A second single level process at SECRET also attempts to do a
passive open to the same port - but gets blocked because the port
resource is being held by the TOP SECRET process. The SECRET
process now has one bit of information about the TOP SECRET part of
the host. By grabbing and releasing port resources, the TS process
can signal data to processes at lower security levels.
In 1987 I used a rough analog of the old 1822 protocol using TCP
ports to build a fairly fast covert channel between two processes at
different security levels on the same host.
The fix was to virtualize TCP so that there was a complete set of
TCP ports per distinct security domain.
You could try doing this by writing the processes as multi-level,
but that means you can't use off the shelf code for things like a
mail server that only wants to handle mail of a specific security
level.
Mostly, this only applies to protocols just above IP which have
distinguishable host resources. In other words, TCP, UDP and their
ilk.
I.e., I don't think this needs to update 793 - it needs to redefine
the
Internet architecture in places like 1122, 1123, and 1812, and flow
down
through all protocols they impact to make this sort of change, and I
don't see a reason to do so solely for this issue.
Overall, I see no reason why 793's current rules aren't sufficient to
emulate the desirable separation of sensitivity levels without
extending
this to true virtualization. I.e., the current rule (in 793, sec 3.6,
paraphrased):
- match the levels proposed by both ends of the connection
where there is a mismatch, terminate the connection
I.e., I don't see how to extend TCP to support concurrent connections
with matching connection identifiers on different sensitivity levels
without rearchitecting the entire Internet. AFAICT, it's sufficient
to
allow each TCP connection to have exactly one sensitivity level, as
is
already currently required.
Not quite the point. If you have a single level process reserving a
TCP port, then the port has sensitivity level of the process. If
you have a multi-level process reserving a port then the port can
have one, some or all of the sensitivity levels of the process.

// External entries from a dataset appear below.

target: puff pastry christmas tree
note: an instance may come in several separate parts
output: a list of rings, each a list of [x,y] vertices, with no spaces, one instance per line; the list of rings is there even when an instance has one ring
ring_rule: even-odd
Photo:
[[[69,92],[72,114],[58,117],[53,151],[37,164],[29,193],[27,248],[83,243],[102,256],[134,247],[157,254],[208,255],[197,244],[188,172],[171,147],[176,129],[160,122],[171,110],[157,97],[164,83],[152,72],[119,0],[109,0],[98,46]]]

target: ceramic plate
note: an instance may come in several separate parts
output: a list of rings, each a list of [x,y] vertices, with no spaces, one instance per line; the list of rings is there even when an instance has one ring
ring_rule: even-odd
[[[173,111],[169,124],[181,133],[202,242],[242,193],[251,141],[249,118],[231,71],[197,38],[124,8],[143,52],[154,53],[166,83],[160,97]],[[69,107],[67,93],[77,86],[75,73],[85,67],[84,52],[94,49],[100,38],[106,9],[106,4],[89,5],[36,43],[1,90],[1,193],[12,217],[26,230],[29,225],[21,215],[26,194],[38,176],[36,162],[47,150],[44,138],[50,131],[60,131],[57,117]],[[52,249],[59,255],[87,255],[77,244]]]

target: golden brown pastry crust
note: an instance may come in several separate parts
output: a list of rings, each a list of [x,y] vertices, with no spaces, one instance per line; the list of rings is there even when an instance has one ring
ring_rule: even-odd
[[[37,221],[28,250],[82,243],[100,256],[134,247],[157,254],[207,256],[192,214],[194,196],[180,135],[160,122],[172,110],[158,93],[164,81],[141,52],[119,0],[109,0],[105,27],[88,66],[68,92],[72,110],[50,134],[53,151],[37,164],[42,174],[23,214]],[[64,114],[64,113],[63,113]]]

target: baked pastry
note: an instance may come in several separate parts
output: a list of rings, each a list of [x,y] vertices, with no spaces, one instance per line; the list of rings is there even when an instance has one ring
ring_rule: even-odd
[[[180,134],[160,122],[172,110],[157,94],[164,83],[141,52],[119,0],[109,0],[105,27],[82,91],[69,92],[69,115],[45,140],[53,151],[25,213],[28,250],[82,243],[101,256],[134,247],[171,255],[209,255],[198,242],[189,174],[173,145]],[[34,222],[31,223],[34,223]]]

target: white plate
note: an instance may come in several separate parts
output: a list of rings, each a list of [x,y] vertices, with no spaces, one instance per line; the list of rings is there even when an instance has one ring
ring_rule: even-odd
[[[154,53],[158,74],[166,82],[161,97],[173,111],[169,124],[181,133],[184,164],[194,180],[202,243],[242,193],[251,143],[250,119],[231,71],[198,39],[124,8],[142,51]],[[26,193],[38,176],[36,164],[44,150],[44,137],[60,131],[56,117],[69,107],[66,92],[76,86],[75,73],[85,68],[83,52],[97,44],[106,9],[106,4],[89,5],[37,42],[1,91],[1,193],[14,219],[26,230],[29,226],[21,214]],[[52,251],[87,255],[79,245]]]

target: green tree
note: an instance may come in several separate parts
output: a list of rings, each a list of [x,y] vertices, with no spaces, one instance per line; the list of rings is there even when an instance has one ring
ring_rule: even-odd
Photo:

Each instantiation of a connection does have one and only one
sensitivity level.
The changes don't have to happen on the entire internet, just those
hosts and routers that are CIPSO aware AND multi-level. If the host
is CIPSO aware (or for that matter IPSO aware), but not multi-level,
it's just looking for the specific label and doesn't have to deal
with the multiple virtual network cruft.